Located on Skaftö, Grundsund is a fishing village with all its original charm intact. Boathouses and small cottages rub shoulders all along the rocky shore, around the dock and the harbour canal. Much of the popular Swedish TV series “Saltön” was recorded in Grundsund.
At the far end of Skaftö
The little gem of Grundsund is on the westernmost point of Skaftö, which lies in middle of Bohuslän between Orust and Lysekil. It takes around 45 minutes to get to Grundsund from Uddevalla, and you can’t get much closer to the sea than this. The long, narrow village is divided by a canal which separates Skaftö from the small island of Ösö. Along the canal are picturesque boathouses and piers from different times in history. You can buy fresh fish, shrimps and crabs directly from the commercial fishing boats when they dock. There is a beautiful view of the harbour canal from the bridge to Ösö and from the nearby church. A new sea-front promenade has been constructed by the eastern quay; it’s a long pier to Skäddhålan which then continues to connect with a footpath to Vigerna.

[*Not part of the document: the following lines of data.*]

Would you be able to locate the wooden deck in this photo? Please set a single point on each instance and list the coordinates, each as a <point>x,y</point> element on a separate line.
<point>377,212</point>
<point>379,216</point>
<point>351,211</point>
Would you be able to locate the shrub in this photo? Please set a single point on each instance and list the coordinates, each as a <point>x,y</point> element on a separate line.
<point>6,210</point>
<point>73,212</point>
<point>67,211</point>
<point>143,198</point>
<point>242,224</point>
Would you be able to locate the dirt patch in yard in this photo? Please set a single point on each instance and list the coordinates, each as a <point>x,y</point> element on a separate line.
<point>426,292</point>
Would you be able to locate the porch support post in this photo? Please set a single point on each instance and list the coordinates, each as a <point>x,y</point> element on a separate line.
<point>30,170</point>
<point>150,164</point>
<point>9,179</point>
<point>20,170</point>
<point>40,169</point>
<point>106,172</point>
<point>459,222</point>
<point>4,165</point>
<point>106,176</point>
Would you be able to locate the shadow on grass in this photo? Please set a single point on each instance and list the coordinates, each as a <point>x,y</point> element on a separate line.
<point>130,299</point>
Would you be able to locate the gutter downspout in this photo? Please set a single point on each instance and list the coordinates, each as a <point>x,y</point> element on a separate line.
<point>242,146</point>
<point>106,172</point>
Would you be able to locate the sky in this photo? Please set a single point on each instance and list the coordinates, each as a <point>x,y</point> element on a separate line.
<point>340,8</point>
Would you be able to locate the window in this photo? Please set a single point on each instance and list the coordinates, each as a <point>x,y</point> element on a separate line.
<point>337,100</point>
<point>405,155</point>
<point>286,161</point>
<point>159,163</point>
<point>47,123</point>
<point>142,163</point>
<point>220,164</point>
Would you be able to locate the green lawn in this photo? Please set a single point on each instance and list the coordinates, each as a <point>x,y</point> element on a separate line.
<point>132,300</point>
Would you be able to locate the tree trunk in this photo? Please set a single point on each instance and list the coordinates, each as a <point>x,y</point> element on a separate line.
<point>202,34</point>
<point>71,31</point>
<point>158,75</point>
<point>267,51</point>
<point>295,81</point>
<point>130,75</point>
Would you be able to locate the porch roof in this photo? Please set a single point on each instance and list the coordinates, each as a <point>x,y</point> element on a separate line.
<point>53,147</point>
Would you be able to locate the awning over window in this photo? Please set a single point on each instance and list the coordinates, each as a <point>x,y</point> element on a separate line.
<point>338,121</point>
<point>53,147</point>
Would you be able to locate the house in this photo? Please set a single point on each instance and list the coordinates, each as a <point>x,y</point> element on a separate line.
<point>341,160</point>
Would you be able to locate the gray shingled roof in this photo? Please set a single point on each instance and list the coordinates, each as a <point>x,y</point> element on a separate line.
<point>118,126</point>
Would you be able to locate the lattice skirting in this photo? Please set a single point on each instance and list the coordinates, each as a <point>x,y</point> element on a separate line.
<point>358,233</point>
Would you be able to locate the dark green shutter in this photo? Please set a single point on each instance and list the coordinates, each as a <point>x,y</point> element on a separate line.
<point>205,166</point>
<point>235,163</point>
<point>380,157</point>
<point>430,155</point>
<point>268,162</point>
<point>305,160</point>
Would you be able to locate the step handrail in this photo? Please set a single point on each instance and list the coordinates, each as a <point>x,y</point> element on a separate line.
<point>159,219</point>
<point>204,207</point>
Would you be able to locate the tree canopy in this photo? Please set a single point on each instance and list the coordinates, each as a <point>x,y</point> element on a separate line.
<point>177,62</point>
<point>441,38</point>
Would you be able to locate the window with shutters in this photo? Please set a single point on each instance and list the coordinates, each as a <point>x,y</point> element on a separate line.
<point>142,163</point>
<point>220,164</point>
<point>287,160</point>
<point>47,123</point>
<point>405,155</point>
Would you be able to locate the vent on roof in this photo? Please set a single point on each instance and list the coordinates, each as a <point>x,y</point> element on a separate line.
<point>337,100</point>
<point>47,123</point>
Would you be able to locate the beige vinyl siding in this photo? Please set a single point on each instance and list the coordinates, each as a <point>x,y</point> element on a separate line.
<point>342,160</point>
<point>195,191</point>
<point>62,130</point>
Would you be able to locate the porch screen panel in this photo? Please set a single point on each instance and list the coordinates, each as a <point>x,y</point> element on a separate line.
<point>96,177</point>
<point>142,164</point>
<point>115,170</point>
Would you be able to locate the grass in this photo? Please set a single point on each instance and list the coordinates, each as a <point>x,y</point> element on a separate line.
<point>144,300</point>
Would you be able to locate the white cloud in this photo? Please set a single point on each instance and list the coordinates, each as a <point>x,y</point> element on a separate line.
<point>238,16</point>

Photographer: Margareta Anderberg
The TV series Saltön
Most of the very popular TV series Saltön has been filmed on Skaftö, mainly in Grundsund. The series is based on the books written by Viveca Lärn, and with more than a million viewers they really put Grundsund on the map. Loyal viewers of the series easily recognize the locations in this picturesque coastal village, with its beautiful houses and piers washed by the sea.
Important historic fishing community
The history of Grundsund is largely characterised by the heydays of the fishing industry. The village was a significant fishing base and shipping community for a long period of time. The peak of the herring era in the 18th century contributed to the development of the village, and when other similar fishing communities changed into seaside resorts for the wealthy classes during the end of the nineteenth century, Grundsund essentially remained a fishing port.
The canal that divides the village into two parts, east and west, was dug out during the first world war to allow fishing boats and small cargo boats to pass more easily and make a larger, more protected harbour. Fishing is still an important industry here, but visitors also come to swim, eat good food and discover the archipelago on foot or by bicycle, kayak or boat.